A tasting by the group Entrecanales Domecq e Hijos, owners of both Bodegas Cosme Palacio in Rioja, and Bodegas Viña Mayor of nearby Ribera del Duero. The theme was the Tempranillo grape variety, the common link between both regions in the northwest of Spain. Ribera del Duero winemaker Almudena Alberca MW began by explaining the differences she sees between the regions.
Culture was the first aspect highlighted, formed largely by the physical separation of the two regions where high mountain ranges and wide rivers divided the countryside. Because of these, distinct regional cultures have developed in these separated areas.
Rioja sits on the River Ebro, Ribera on the river Duero, and while Rioja’s vineyards rise to 600 metres at its highest elevations, Ribera del Duero is significantly higher with an average altitude of 850m-900m for its vineyards. Ribera del Duero also sees a little more Atlantic influence.
In terms of soils, again their are differences: Rioja has limestone and clay, while Ribera del Duero has sandy silt and clay – though there are some limestone and stony river deposits. Almudena says the limestone helps give ageing potential and good acidity. Finally, the clones of Tempranillo are different in each region.
She picks out Rioja Alavesa in particular. along with Ribera del Duero, as two of Spain’s best Tempranillo terroirs, though she notes bigger vintage variations in Ribera del Duero because of a more extreme climate. The wines of Cosme Palacio were presented by its winemaker, Roberto Rodriguez. Vineyards sit in Alavesa, very close to the Sierra Cantabria mountains, while Viña Mayor is located in the ‘Golden Mile’ of Ribera del Duero, the most prestigious area with neighbours like Vega Sicilia and Pingus.
(2022) Three months in French and American oak barrels for this Roble young wine. Deep, intense and plummy fruit, a twist of liquorice and some meatiness here, a darker-hued interpretation of Tempranillo. There's a dark, vinous quality to this, plummy, dark and firm fruit and tannins. There is good juiciness though, and spices, with a more extracted feel and firmer tannins than the Glorioiso Rioja for example.
(2022) Selected, hand-harvested Tempranillo is aged mainly in 300-litre French oak, with a small percentage of high quality American oak, medium toast. It spends at least 12 months in barrel. Plenty of vanilla and red fruit on the nose, strawbery-soft with some juicy bramble character too. In the mouth medium bodied, some clove-like, spicy oak adds seasoning to the red fruit. Smooth and well balanced, and drinks well.

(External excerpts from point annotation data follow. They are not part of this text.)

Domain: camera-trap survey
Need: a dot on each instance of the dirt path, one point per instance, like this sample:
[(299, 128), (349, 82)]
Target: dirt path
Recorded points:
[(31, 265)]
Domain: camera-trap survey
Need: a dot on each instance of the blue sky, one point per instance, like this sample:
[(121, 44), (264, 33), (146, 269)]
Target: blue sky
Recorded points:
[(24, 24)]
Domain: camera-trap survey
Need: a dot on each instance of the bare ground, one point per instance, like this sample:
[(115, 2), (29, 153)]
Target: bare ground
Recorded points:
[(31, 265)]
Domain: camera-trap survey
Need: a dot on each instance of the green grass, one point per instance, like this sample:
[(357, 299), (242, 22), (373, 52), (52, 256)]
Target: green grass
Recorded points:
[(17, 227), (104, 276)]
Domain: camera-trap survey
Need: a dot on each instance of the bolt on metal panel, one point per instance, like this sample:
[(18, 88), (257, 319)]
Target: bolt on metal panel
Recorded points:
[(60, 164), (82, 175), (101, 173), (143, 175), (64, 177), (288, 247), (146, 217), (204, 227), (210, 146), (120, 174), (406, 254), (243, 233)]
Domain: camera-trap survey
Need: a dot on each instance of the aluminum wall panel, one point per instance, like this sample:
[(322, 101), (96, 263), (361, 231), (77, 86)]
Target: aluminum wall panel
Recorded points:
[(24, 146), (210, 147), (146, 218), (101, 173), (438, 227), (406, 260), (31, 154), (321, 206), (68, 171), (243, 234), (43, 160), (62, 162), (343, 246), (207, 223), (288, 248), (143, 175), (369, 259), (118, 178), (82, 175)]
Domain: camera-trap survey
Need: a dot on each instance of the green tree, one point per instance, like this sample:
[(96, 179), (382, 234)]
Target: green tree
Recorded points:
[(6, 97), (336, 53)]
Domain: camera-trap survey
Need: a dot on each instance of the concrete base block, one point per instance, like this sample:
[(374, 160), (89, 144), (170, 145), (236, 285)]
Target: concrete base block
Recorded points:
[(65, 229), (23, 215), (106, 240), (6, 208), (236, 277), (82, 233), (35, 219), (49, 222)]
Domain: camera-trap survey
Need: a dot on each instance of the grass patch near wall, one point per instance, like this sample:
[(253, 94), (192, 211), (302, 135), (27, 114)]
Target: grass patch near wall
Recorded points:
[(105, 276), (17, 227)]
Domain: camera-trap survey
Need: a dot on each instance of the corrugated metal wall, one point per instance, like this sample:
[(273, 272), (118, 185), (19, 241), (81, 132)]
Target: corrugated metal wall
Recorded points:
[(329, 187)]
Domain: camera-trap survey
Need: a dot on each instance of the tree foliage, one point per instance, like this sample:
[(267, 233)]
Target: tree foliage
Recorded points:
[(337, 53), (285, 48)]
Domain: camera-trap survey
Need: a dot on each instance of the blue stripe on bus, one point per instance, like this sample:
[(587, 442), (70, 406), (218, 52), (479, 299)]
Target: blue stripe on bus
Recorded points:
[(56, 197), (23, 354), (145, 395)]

(2022) From vines with more than 60 years of age, planted at more than 900 metres altitude. It was aged in French (70%) and American oak of various barrel sizes for 15 months, around 50% new oak. That was followed by more than 20 months ageing in bottle. Lots of spice and a plum and cherry compote nose, a hint of leather or game. The palate has more concentration and flesh than the Crianza perhaps, the spiciness and tobacco of the oak balanced by fresh fruit, tannins very silky and a balanced finish.
(2022) A difficult harvest in Rioja, but the winery is very proud of the wines they produced in this vintage. Certainly this Crianza has a lot of love shown to it, a selection of the best fruit from high altitude vineyards, and ageing in new French oak barrels. It has an open and attractive nose, the toast and cedar of the oak evident, perhaps a slight weakness of the vintage showing through on the palate despite some very smooth and creamy tannins and acids giving it a supple character.
(2022) 100% Tempranillo, hand-harvested fruit from old vines went through two selection phases before fermentation in stainless steel tanks. Transferred to French oak barriques, the wine spent 20 months maturing before a further 18 months in bottle prior to release. Vibrant crimson in colour still, the nose is very appealing, deeply-fruited and dark, but layered with graphite and cedar, a little creamy vanilla too. There is a gentle gaminess, then onto the palate loads of crushed berry fruit, highlights of raspberry over deeper blackcurrant. The oak adds lovely polish, underpinned by a hint of earthiness and very fine, chocolate-dense tannins. With pert acids running through the finish, it is long and very stylish.